The place where your treasure is, is the place you will most want to be, and end up being.”
Matthew 6:19-21 MSG
A reminder even more beautiful than my bluebird figuringe in its prime, now tailless and placed on a more out-of-reach shelf, by my daughter, who was unable to let it stay in the trashcan.
And even though I had decided by then that the memory attached to it was all I needed to keep, that stuff didn’t matter so much after all…
I think I’ll leave it sitting there, to serve as that very reminder.
And also to remind me, even when our “tail” breaks, even when we feel shattered, even when we make mistakes or are hurt by others in a way that would leave us easily discarded by the world, God isn’t like that. He can’t bear to see us call ourselves trash.

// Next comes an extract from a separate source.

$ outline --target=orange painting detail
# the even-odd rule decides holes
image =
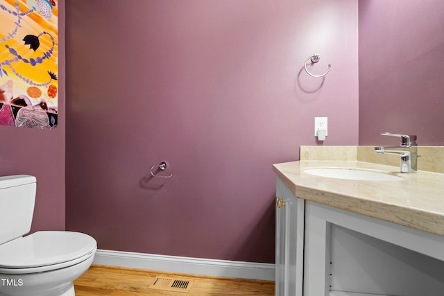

He scoops us back out of that pile, and maybe he fixes our “tail” or maybe he doesn’t. Maybe the lesson is more important than the arm or the leg or the broken place in our memory bank.
The lesson being this:
Whether or not we think we are beautiful, or whole, or glowing, or shelf-worthy, God… he looks at us and he forever calls us “TREASURE.”
So that when we’d be inevitably looking down after a storm- we’d still see the UP, reflected in the puddles, reminding us to turn our face to the sky again? ⛅️
The clouds are going to clear!
And even before there’s sun in the sky, it can rise in our souls!